Z całego serca, wszystkiego dobrego Ci życzę i powodzenia. Jak masz potrzebę czegoś z siebie wyrzucić, śmiało rób to na forum. Trzymaj się mocno i nigdy nie puszczaj, tego Ci życzę, a jak już nawet puścisz to ważne abyś wstała
Ja niezbyt rozumiem: chciałaś by On był Twoim chłopakiem czy nie?
Bo jeśli tak, to Twoje zachowanie było sprzeczne i Ty popsulaś relację.

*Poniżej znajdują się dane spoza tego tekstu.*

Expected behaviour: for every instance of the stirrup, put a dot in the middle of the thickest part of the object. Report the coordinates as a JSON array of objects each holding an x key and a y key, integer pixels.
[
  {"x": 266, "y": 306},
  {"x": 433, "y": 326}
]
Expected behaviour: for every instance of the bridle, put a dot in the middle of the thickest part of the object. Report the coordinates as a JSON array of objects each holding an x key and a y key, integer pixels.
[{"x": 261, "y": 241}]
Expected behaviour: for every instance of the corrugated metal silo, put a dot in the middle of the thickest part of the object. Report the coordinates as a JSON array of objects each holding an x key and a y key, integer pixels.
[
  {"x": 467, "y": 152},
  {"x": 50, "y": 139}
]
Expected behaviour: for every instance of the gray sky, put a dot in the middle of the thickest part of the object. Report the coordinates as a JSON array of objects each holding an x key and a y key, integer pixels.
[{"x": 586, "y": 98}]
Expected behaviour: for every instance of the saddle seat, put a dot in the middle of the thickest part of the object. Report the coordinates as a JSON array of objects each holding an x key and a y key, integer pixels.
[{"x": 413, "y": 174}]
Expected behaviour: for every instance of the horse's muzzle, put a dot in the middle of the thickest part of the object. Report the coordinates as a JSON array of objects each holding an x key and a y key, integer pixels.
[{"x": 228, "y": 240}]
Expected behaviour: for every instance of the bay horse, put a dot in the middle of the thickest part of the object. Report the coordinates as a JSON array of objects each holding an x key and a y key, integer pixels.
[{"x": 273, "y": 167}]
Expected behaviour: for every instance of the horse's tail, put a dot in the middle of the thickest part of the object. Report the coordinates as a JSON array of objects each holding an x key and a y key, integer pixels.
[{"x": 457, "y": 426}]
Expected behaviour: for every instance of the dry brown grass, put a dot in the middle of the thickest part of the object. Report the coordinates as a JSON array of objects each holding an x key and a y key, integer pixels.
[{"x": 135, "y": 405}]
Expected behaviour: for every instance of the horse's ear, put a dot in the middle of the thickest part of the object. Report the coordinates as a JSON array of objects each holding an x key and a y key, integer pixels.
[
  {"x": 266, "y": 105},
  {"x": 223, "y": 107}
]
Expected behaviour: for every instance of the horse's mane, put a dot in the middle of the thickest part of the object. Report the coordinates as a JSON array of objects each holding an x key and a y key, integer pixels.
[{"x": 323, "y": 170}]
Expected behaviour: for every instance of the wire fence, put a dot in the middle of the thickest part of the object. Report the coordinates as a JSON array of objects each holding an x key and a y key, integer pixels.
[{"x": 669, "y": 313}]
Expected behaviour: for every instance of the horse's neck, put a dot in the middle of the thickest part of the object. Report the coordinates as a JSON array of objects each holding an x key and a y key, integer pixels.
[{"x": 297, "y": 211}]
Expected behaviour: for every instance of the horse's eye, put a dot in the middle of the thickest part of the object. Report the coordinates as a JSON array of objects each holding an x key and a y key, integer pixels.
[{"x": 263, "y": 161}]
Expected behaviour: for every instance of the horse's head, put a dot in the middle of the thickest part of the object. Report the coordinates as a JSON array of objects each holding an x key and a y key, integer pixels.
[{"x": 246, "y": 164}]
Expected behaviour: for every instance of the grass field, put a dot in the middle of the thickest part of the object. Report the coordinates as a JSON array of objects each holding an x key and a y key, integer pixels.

Jeśli nie i między wami było ustalone że to przyjażn , to przyjaciel nie ma prawa oczekiwać wyłączności, ale czasu już tak.
Więc niezbyt rozumiem waszą relację.
4 2022-06-27 08:15:44 Ostatnio edytowany przez Salomonka (2022-06-27 08:19:24)
......kupił mi wino które obiecał mi miesiąc wcześniej i powiedział że "spłaca dług" i coś zaczęło mi nie pasować, aż nagle mnie zamurowało.
Stwierdził że czas zakończyć naszą znajomość ponieważ nie poświęcam mu tyle uwagi ile on potrzebuje,
(ja byłąm dla niego najważniejsza, byłam na samej górze priorytetów a on dla mnie później przestał juz być taki ważny),
że nie okazuje mu jakiejkolwiek czułości (wstydzę się nawet kogoś przytulić),
że zbyt dużo tematów jest dla mnie tabu i że mamy kompletnie rozbieżne charaktery.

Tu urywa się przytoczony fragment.